In a moment of weakness, I actually paid money to see Grown Ups 2, knowing full well what was in store for me. As the credits rolled, I walked straight out of my showing of Grown Ups and into the first half of Pacific Rim, just to get that metaphorical taste out of my mouth. With that vitriolic opening out of the way, let’s take a closer look at Adam Sandler’s latest charade.
Directed by the incorrigible Dennis Dugan, the man shackled by the neck to the Happy Madison production company and responsible for the vast majority of Sandler flicks within the last 10 years, Grown Ups 2 is frankly exactly what you’d expect. Written by Sandler himself, it’s full of the whiney man-child shtick that we’ve seen since 1995. Perhaps more discouraging, a surprising amount of the comedy relies on fart jokes. I wish I was making that up. A word of advice to comedy writers: when you start to incorporate fart jokes into your movies, it’s time to take a step back from the writing desk and reevaluate your life.

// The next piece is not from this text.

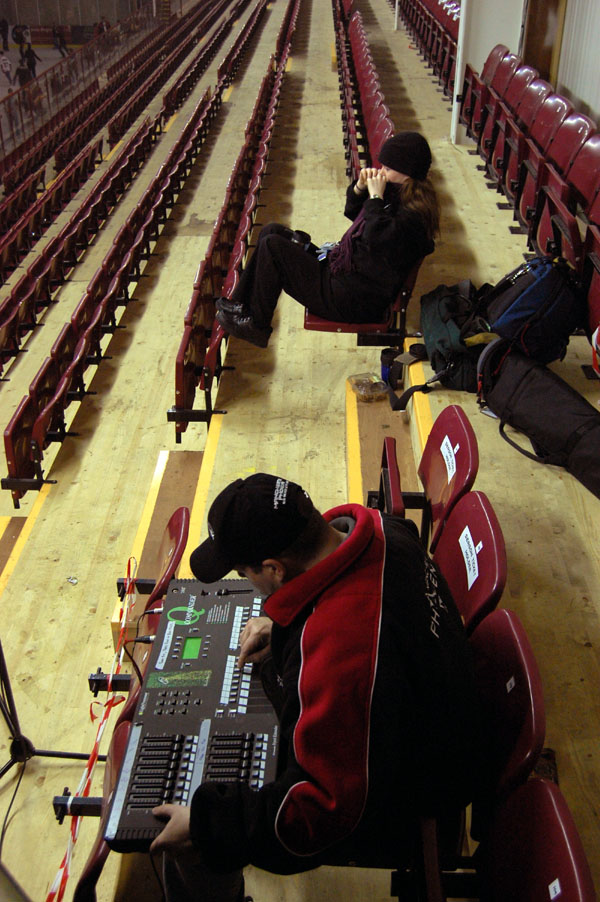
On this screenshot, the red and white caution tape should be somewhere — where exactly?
[46,558,137,902]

The film stars Adam Sandler, Kevin James, Chris Rock, and David Spade as they come to terms with their own children becoming young adults. Grown Ups 2 is kind of a depressing movie, not because of its content, but because it strikes me as a last ditch effort of a group of washed up comedians to stay relevant. We’ve got Sandler, who’s spent his career trying to recapture his pre-1998 glory days; James, who’s popularity was in a downward spiral even at the height of King of Queens; Spade, who’s relevance dropped to nil after Chris Farley died; and Rock, who arguably has the most comedic talent of the group but seems determined not to put it to use. I will say, however, that the one bright spot was Taylor Lautner’s cameo appearance as Andy the frat boy. My guess is that’s he’s just glad to have a job after the whole Twilight Saga debacle and his enthusiasm translates to his on-screen performance.
I can’t think of a single person who thought that the extremely forgettable 2010 Grown Ups deserved a sequel. Not only that, but the story was decidedly wrapped up at the end of that film, and to expand upon it in a bland, directionless mass like this is a disservice to both the actors and the audience. I know there were some people (not me) who thought that This is the End was fantastic, and I can appreciate that, but frankly, I can’t even recommend this movie to those folks. The film is an uninspired mess that seems to exist only to capitalize on the lukewarm success of the original.
Apart from that, there’s simply not a lot to say about a movie like this. You had probably decided whether or not you wanted to see Grown Ups 2 when you saw the first trailer, and I’m here to validate those who opted not to: You didn’t miss anything. Adam Sandler’s career is slowly and steadily going down the drain, and it’s kind of a sad thing to watch. I suppose there’s nothing to do at this point except wait until the next dead-on-arrival Happy Madison flick and, with shame and embarrassment, quietly avert our gaze.